North Carolina's 14th congressional district is a congressional district in the United States House of Representatives created after the 2020 United States census. The newly created district was first drawn by a three-judge panel in the Wake County Superior Court as part of a remedial map that was only used for the 2022 United States House of Representatives elections. It currently includes all Burke, Cleveland, Gaston, and Rutherford Counties, along with portions of Mecklenburg, and Polk Counties, including portions of Charlotte. In 2022, the district included the southern half of Mecklenburg County and three-fourths of Gaston County.

In 2022, the district originally leaned Democratic. Even though Gaston County is heavily Republican, the district's share of heavily Democratic Mecklenburg County had twice the population of the Gaston County portion. On October 25, 2023, the North Carolina General Assembly created and passed a new congressional map that carved away most of the district's share of Mecklenburg County and pushed it into heavily Republican territory in the Foothills. This shifted the district's Cook Partisan Voting Index from D+6 to R+8.

The 14th district was first represented by Democrat Jeff Jackson and is now currently represented by Republican Tim Moore.

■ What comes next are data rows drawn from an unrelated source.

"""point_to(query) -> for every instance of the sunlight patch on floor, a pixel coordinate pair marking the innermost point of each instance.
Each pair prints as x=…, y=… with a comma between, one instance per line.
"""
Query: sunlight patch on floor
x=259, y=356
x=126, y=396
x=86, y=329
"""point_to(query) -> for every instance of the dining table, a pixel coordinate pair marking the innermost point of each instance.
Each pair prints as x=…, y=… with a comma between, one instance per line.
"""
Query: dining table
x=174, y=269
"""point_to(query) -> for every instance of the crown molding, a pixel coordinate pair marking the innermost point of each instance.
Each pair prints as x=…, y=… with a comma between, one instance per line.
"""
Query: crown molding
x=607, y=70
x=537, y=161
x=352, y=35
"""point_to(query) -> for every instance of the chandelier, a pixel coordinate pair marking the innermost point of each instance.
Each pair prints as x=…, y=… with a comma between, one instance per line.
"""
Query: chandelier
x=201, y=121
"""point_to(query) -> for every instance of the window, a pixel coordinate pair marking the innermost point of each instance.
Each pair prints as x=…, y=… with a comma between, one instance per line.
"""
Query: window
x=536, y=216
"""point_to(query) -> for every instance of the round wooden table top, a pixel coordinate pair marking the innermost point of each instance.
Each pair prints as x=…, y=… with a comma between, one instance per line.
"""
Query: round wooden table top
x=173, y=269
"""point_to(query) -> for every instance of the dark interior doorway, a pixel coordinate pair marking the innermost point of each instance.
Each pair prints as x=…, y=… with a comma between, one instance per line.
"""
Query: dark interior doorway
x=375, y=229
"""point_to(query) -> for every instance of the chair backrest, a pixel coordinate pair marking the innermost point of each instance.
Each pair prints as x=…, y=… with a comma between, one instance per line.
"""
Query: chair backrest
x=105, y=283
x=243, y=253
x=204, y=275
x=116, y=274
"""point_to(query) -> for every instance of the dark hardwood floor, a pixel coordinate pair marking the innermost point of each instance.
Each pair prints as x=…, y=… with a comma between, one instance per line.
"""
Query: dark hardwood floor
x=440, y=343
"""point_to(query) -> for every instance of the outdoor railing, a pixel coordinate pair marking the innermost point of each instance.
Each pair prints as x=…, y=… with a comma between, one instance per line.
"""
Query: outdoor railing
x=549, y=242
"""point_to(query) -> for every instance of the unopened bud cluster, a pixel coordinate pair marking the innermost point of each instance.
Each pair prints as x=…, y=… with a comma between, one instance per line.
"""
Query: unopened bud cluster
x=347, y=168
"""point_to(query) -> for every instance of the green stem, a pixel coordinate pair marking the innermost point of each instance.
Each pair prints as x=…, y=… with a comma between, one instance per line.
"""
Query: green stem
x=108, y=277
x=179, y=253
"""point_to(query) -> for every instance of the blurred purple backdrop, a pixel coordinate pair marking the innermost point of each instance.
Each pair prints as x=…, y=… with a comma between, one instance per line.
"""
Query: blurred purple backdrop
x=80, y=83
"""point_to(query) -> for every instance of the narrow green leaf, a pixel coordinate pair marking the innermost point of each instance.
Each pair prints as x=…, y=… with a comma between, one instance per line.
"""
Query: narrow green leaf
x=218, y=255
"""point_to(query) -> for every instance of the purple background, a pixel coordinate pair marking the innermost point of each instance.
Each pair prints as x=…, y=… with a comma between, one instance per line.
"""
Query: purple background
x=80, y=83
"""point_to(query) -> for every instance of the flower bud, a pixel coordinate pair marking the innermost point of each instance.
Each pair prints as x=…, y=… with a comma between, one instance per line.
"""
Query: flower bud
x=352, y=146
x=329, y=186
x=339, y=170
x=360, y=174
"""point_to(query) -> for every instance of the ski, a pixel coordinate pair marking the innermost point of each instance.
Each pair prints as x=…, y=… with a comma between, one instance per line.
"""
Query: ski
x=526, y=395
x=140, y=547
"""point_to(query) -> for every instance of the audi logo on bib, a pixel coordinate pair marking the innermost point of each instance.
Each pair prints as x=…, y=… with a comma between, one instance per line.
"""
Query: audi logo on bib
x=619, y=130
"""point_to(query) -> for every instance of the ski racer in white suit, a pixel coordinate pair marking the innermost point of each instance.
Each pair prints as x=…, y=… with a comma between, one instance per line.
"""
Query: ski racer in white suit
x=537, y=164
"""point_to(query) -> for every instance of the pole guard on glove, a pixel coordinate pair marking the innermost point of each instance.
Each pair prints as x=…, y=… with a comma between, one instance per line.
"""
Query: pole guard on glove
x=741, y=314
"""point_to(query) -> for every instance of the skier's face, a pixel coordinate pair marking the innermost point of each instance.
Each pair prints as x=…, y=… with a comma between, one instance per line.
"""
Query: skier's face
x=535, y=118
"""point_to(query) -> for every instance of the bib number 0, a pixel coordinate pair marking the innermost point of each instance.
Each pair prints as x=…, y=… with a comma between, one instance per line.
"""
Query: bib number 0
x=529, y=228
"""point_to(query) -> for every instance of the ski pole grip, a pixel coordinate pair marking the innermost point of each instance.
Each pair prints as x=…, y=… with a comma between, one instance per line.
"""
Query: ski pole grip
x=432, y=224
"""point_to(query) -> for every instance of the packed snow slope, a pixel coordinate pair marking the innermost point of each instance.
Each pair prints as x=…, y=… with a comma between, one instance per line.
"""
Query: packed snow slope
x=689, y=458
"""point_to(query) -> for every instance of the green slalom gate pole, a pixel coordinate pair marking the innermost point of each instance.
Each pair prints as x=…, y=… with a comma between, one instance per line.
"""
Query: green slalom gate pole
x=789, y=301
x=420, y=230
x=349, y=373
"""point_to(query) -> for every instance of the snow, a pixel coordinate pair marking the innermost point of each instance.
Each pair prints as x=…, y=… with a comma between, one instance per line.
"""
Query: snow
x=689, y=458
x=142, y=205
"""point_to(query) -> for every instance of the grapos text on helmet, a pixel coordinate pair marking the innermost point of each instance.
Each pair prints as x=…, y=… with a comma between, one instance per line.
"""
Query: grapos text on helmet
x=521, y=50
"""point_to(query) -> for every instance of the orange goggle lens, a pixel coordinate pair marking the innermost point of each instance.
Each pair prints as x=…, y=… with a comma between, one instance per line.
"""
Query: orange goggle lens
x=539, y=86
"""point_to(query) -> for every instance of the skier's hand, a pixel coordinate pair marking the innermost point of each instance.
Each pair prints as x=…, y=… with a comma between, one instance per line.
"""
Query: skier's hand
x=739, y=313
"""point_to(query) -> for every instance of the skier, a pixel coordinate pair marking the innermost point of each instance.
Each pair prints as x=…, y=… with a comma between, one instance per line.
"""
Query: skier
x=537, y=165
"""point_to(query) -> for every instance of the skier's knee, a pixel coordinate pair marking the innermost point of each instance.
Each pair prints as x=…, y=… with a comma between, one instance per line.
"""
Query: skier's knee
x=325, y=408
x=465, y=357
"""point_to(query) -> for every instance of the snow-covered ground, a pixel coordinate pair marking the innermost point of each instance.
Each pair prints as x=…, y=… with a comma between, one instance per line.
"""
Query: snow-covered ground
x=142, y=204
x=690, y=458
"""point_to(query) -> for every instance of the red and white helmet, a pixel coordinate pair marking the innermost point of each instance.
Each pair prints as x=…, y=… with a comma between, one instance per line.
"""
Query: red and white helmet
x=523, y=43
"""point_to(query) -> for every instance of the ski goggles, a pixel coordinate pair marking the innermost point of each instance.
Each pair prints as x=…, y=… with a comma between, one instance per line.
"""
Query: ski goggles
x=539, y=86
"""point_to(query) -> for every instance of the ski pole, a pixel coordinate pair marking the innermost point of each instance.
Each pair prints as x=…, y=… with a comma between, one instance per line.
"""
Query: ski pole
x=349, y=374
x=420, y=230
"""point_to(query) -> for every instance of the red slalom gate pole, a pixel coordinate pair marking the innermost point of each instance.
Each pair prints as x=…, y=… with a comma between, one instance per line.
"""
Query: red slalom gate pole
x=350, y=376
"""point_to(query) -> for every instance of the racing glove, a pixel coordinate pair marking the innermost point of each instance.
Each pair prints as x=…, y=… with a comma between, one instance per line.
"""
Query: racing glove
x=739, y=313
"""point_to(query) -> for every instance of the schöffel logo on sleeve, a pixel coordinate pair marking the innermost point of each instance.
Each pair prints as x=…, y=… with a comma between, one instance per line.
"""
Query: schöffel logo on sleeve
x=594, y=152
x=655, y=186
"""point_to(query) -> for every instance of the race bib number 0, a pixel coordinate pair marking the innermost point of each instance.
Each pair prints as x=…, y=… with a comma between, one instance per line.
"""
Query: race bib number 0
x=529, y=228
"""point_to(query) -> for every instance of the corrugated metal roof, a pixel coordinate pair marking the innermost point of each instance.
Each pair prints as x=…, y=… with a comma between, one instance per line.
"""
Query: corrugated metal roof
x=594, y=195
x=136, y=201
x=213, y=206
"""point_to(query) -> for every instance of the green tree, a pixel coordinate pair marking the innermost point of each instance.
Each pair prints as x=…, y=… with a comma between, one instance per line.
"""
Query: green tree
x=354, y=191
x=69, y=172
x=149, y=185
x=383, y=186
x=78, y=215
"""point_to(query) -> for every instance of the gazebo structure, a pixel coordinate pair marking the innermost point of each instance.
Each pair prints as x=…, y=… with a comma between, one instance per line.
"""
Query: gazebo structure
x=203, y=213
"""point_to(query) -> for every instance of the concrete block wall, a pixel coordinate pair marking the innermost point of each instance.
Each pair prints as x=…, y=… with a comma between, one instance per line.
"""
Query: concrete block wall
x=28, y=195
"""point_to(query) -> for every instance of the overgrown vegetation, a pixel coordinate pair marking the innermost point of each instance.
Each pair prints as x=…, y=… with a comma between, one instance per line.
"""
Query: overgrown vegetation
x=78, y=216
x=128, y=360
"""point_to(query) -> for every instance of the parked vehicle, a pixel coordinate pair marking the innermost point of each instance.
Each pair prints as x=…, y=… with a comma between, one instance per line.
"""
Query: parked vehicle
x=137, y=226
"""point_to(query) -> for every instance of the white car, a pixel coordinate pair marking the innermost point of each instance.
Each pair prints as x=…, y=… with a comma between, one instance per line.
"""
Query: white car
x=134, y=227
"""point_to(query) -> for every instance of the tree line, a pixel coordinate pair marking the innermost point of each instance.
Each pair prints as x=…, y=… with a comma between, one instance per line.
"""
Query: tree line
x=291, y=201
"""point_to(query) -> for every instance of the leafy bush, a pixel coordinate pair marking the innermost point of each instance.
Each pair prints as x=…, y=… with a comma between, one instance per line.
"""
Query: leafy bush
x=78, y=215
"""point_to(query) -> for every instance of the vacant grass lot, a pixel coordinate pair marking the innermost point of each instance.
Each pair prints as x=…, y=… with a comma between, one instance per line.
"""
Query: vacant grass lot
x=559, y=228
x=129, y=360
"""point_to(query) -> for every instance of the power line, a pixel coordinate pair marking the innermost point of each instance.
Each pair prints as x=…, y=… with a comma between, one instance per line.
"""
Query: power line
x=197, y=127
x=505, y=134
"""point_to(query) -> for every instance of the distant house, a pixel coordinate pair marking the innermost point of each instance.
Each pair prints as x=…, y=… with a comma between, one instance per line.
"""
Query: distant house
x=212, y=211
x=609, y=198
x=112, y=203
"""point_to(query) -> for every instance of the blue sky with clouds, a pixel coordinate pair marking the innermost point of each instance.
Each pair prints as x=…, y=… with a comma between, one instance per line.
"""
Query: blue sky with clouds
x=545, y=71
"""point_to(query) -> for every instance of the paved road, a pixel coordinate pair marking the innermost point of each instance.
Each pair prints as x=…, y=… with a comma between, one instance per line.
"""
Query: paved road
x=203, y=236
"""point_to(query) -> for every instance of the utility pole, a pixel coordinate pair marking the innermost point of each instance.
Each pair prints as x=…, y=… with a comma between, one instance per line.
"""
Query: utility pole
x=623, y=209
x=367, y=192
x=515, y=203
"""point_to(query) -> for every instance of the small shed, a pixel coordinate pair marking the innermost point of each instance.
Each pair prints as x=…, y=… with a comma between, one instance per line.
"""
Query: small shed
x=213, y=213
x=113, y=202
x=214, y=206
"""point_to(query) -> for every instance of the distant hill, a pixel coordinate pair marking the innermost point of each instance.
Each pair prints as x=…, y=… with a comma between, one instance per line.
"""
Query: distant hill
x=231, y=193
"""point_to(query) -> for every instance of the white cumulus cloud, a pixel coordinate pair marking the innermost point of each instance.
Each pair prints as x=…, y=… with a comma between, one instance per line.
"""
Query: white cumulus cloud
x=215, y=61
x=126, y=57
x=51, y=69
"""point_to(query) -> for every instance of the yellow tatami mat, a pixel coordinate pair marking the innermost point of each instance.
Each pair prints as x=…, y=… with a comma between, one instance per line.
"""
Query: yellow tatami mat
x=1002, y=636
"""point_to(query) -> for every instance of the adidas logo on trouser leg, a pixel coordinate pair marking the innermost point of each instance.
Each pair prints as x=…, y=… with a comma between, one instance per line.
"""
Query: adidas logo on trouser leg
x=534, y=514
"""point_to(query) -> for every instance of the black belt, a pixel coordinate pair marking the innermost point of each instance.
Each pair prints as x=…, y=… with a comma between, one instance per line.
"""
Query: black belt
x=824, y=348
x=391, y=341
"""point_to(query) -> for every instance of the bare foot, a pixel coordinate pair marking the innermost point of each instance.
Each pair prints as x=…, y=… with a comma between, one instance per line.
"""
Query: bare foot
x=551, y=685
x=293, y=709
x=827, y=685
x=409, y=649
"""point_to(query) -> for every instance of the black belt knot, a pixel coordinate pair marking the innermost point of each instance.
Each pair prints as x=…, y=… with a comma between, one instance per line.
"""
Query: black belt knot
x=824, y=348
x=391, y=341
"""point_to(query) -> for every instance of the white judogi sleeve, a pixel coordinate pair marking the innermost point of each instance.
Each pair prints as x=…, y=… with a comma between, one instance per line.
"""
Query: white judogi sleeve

==Counties and communities ==
For the 119th and successive Congresses (based on the districts drawn following a 2023 legislative session), the district contains all or portions of the following counties and communities.

- Burke County (11)
 All 11 communities
- Cleveland County (16)
 All 16 communities
- Gaston County (17)
 All 17 communities
- Mecklenburg County (5)
 Charlotte (part; also 8th and 12th), Cornelius, Davidson (part; also 10th; shared with Iredell County), Huntersville, Pineville (part; also 12th)
- Polk County (2)
 Columbus (part; also 11th), Tryon
- Rutherford County (11)
 All 11 communities

== Recent election results from statewide races ==

| Year | Office | Results |
| 2008 | President | McCain 58% - 41% |
| Senate | Dole 51% - 46% |
| Governor | McCrory 60% - 38% |
| 2010 | Senate | Burr 62% - 35% |
| 2012 | President | Romney 60% - 40% |
| Governor | McCrory 65% - 33% |
| 2014 | Senate | Tillis 56% - 39% |
| 2016 | President | Trump 59% - 37% |
| Senate | Burr 59% - 37% |
| Governor | McCrory 57% - 41% |
| Lt. Governor | Forest 61% - 36% |
| Secretary of State | LaPaglia 57% - 43% |
| Auditor | Stuber 59% - 41% |
| Treasurer | Folwell 62% - 38% |
| Attorney General | Newton 58% - 42% |
| 2020 | President | Trump 57% - 41% |
| Senate | Tillis 56% - 40% |
| Governor | Forest 55% - 44% |
| Lt. Governor | Robinson 59% - 41% |
| Secretary of State | Sykes 57% - 43% |
| Auditor | Street 57% - 43% |
| Treasurer | Folwell 60% - 40% |
| Attorney General | O'Neill 57% - 43% |
| 2022 | Senate | Budd 57% - 41% |
| 2024 | President | Trump 57% - 42% |
| Governor | Stein 49% - 45% |
| Lt. Governor | Weatherman 53% - 44% |
| Secretary of State | Brown 56% - 44% |
| Auditor | Boliek 55% - 42% |
| Treasurer | Briner 58% - 42% |
| Attorney General | Bishop 54% - 46% |

==List of members representing the district==

| Member (Residence) | Party | Years | Cong ress | Electoral history | District location |
District established January 3, 2023
| Jeff Jackson (Charlotte) | Democratic | January 3, 2023 – December 31, 2024 | 118th | Elected in 2022. Resigned after being elected attorney general of North Carolina. | 2023–2025 Parts of Gaston and Mecklenburg |
| Vacant |  | December 31, 2024 – January 3, 2025 |  |
| Tim Moore (Kings Mountain) | Republican | January 3, 2025 – present | 119th | Elected in 2024. | 2025–present |

==Past election results==
===2022===

2022 North Carolina's 14th congressional district election
| Party |  | Candidate | Votes | % |
|  | Democratic | Jeff Jackson | 148,738 | 57.7 |
|  | Republican | Pat Harrigan | 109,014 | 42.3 |
| Total votes |  |  | 257,752 | 100.00 |
|  | Democratic win (new seat) |  |  |  |  |

=== 2024 ===

2024 North Carolina's 14th congressional district election
| Party |  | Candidate | Votes | % |
|---|---|---|---|---|
|  | Republican | Tim Moore | 232,987 | 58.1 |
|  | Democratic | Pam Genant | 168,269 | 41.9 |
| Total votes |  |  | 401,256 | 100.0 |
|  | Republican gain from Democratic |  |  |  |

==In popular culture==
In the 2012 political satire film The Campaign, Democratic Congressman Camden Brady represents North Carolina's then-fictional 14th congressional district.